Loaded 10 password hashes with 10 different salts (ZIP, WinZip [PBKDF2-SHA1 8x SSE2]) Note: This format may emit false positives, so it will keep trying even after finding a possible candidate. Press 'q' or Ctrl-C to abort, almost any other key for status 0g 0:00:00:01 2/3 0g/s 0p/s 3143c/s 3143C/s 123456..bigben Session stopped (max run-time reached)

Now to just make a for loop to do this, and then look over the resultant output for issues like seen above.

jfoug commented 10 years ago

NOTE, if you add a -w=pw (and have a pw file) to the actual john test of the input 2, then zip (and many others) does salt dupe removal correctly ?!?!?!

Changed script to this: run/john -format=$1 in2 --max-run=1 -w=pw

Now ./tst zip

Testing 'zip' format 2 salts (or less) should be seen Loaded 2 password hashes with 2 different salts (ZIP, WinZip [PBKDF2-SHA1 8x SSE2]) Note: This format may emit false positives, so it will keep trying even after finding a possible candidate. Press 'q' or Ctrl-C to abort, almost any other key for status 0g 0:00:00:00 DONE (2014-07-05 08:30) 0g/s 62.50p/s 125.0c/s 125.0C/s x Session completed

So here, we can see that there are only 2 (the correct) hashes being tested. I am getting more and more confused with this.......

magnumripper commented 10 years ago

Oh you must not run batch mode because the dupe rejection is disabled for Single mode!

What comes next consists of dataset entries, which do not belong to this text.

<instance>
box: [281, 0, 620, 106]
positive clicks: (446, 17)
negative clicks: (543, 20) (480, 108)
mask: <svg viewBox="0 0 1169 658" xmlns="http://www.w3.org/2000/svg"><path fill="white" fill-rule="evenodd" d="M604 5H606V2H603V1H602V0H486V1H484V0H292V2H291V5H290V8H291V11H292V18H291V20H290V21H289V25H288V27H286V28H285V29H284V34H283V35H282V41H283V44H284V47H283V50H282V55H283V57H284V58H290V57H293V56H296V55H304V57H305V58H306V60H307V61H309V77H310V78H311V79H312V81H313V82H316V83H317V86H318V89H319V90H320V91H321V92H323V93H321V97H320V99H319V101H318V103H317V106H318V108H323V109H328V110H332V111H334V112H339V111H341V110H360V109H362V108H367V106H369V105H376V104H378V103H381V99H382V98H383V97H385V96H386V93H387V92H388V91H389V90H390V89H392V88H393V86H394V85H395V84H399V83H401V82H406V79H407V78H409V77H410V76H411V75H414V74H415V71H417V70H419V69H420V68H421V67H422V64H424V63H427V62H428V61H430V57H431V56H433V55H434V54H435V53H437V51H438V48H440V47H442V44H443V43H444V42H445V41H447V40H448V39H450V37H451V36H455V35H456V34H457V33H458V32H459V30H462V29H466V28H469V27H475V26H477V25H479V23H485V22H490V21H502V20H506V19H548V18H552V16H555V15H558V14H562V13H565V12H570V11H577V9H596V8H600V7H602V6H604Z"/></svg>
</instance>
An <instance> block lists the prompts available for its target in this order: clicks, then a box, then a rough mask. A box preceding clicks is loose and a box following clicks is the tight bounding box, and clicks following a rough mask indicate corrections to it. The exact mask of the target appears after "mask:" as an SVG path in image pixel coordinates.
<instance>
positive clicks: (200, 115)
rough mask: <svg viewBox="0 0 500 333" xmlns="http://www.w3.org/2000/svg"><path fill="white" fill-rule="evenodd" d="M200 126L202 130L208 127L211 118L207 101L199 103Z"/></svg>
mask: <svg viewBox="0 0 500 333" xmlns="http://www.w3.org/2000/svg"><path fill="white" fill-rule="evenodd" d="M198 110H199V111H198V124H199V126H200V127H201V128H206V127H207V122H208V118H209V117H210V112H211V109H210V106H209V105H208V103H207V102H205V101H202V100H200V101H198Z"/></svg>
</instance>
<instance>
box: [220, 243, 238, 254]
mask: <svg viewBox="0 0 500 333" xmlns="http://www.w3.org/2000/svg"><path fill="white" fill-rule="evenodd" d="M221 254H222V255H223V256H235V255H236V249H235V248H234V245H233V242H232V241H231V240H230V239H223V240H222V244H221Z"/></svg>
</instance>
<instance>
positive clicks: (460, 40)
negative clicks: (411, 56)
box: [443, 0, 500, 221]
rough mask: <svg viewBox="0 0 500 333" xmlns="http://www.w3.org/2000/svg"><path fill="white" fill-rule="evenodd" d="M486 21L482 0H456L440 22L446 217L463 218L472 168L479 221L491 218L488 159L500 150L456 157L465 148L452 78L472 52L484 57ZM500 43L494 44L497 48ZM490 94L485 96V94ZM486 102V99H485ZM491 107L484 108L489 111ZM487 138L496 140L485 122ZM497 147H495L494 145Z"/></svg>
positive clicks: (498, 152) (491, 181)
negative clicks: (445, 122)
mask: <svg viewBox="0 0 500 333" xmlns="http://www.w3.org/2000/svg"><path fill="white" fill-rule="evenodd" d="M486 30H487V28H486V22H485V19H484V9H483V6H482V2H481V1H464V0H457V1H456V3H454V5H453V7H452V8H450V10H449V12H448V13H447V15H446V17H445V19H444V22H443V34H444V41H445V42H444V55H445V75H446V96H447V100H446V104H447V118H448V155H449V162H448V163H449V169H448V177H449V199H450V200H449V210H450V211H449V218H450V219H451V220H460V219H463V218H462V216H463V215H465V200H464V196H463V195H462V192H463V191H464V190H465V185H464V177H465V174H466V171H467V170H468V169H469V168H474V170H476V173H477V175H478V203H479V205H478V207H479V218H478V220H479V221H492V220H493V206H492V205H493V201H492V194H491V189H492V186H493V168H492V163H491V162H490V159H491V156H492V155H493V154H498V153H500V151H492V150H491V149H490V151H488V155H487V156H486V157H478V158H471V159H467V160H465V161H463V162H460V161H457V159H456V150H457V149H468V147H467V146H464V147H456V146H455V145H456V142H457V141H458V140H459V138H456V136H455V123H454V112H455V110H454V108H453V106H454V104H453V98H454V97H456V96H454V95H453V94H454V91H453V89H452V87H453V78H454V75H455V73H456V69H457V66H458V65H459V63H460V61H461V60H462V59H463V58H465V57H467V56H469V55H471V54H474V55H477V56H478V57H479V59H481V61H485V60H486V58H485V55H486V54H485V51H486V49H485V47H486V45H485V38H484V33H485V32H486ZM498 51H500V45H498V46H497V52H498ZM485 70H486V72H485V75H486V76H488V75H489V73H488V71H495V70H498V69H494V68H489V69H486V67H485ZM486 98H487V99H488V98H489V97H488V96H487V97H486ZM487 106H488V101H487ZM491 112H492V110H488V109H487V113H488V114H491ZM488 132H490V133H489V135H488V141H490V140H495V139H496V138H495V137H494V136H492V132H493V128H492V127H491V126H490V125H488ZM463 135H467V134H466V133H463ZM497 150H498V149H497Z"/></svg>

jfoug commented 10 years ago

why is dupe removal removed for single mode?? This may be the entire issue I am having. If the -w=xxx flag is used, I think all formats are salt deduping (I still need to check things closely). Why on earth would we remove dupe detection?

magnumripper commented 10 years ago

Because if you remove a dupe hash you will lose username and GECOS information. Single mode is all about using username and GECOS fields. This is a core thing. Dupe hashes are same salt anyway so "no" speed is lost.

jfoug commented 10 years ago

I am back to thinking this may be a PEBCAK, and the dupe problem is mostly in the 'if run in single mode'. I have not tested dyna yet, but I see no issues with other formats as long as they are in wordlist mode, or something other than single mode, it seems. I still think salt dupe removal SHOULD be part of single mode. Yes, you may not want to drop candidates, BUT duplicate salts should be dropped. Take for example 2 hashes, but duplicated in a file 1 million times. Even in single mode, that would crawl, 1 million times slower than it should, along with gaining no information.

magnumripper commented 10 years ago

Sure but that is a pretty extreme example. In real world use you'd have a couple of dupe NT hashes which were unsalted anyway. And above all, they share the same bitmap. I do not wish to poke around with Single mode, that is a core thing we should leave as-is IMHO.

For salted formats in real life, any dupe passwords are likely to have different salts.

magnumripper commented 10 years ago

BTW I'm not even sure they are not actually removed. It may be just that the figures shown doesn't account for removed hashes because they are still "used" in terms of GECOS etc.

But this is mostly a john-dev discussion with Solar as the only one who actually knows.

magnumripper commented 10 years ago

I too think this was a pebcak. The only formats I know of that may have the issue are rar and latest zip, and both now have cludges.